Immediate implant placement with Straumann TLC™ implants in maxillary esthetic zone
Introduction
Implant therapy in the maxillary aesthetic zone presents significant biological and prosthetic challenges, particularly when immediate placement protocols are adopted. Maintaining peri-implant soft tissue stability, emergence profile control, and long-term aesthetic outcomes remains critical. Tissue Level implants have not traditionally been used in aesthetic sites; however, their hybrid design may offer advantages in soft tissue preservation by maintaining a stable transmucosal interface. Evidence supporting their use in immediate placement protocols in the aesthetic zone remains limited.
Initial situation
A 73-year-old female patient was referred for assessment of failing maxillary anterior restorations. Her chief complaint was compromised aesthetics and function due to fractured fixed dental prostheses. A three-unit bridge spanning #21, 22, 23 had failed following fracture of the abutment teeth at gingival level (Figs. 1a-c). A second bridge replacing #11, 12, 13 exhibited ceramic fracture and questionable abutment prognosis (Figs. 2a-c). The patient had been provided with a removable acrylic partial denture as an interim solution.

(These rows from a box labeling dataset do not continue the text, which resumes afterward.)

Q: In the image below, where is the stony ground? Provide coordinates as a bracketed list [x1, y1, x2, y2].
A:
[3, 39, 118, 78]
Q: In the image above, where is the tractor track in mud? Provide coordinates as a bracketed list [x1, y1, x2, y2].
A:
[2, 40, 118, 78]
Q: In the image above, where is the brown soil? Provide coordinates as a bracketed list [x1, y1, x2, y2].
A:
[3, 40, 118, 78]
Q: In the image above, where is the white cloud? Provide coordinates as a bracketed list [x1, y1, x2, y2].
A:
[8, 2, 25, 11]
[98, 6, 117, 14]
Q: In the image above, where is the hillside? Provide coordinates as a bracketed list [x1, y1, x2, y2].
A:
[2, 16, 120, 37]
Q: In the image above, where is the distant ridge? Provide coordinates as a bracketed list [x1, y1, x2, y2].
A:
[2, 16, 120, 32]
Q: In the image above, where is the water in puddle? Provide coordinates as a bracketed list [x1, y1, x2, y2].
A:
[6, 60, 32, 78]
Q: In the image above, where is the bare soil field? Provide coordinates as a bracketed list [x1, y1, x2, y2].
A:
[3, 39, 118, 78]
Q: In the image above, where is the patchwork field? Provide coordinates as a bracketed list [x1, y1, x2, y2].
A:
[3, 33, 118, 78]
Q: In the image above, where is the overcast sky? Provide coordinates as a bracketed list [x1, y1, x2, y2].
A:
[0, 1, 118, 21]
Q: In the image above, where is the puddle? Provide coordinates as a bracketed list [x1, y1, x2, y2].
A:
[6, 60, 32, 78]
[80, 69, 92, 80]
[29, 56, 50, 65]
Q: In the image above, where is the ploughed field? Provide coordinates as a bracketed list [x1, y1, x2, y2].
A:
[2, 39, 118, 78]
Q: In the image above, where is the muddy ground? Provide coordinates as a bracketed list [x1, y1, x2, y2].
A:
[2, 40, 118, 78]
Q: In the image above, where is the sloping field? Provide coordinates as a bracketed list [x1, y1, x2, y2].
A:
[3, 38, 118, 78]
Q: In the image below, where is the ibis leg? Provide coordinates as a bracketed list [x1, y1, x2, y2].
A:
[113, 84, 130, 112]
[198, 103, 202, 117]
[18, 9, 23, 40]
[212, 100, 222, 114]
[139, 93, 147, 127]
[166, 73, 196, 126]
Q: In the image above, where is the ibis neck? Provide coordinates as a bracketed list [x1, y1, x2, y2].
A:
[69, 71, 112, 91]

Figs. 1 a-c: Preoperative clinical situation.
Figs. 2 a-c: Preoperative radiographic situation of the maxillary anterior teeth.
The patient was a non-smoker with a history of well-controlled hypertension and hypothyroidism. Periodontal assessment revealed stable health with no active inflammation. Remaining teeth were moderately restored without significant pathology. The gingival phenotype was thick, and the maxillary central incisors displayed a length-to-width ratio exceeding 80%, resulting in short, wide clinical crowns.

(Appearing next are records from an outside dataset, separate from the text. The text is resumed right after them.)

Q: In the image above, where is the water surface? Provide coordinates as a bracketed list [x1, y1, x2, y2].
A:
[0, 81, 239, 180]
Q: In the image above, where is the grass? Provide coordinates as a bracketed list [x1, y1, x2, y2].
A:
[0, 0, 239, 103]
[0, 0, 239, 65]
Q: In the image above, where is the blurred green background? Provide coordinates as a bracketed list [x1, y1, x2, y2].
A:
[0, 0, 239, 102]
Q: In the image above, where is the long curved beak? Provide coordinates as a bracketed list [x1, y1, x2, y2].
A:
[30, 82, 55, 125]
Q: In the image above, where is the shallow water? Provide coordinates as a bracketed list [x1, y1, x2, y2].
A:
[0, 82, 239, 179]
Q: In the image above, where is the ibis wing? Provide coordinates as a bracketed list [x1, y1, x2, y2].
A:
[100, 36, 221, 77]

Radiographic evaluation, including CBCT (Figs. 3 a–c), showed Class IV root positioning of the maxillary anterior teeth with buccal bone thickness < 1 mm. No periapical pathology was present. Based on clinical and radiographic findings, the prognosis for the maxillary anterior abutment teeth was poor.
Figs. 3a-c: Preoperative CBCT #13, 11, 23.
Diagnoses
- Acquired tooth loss
- Failed maxillary anterior fixed dental prostheses (#11, 12, 13 - #21, 22, 23)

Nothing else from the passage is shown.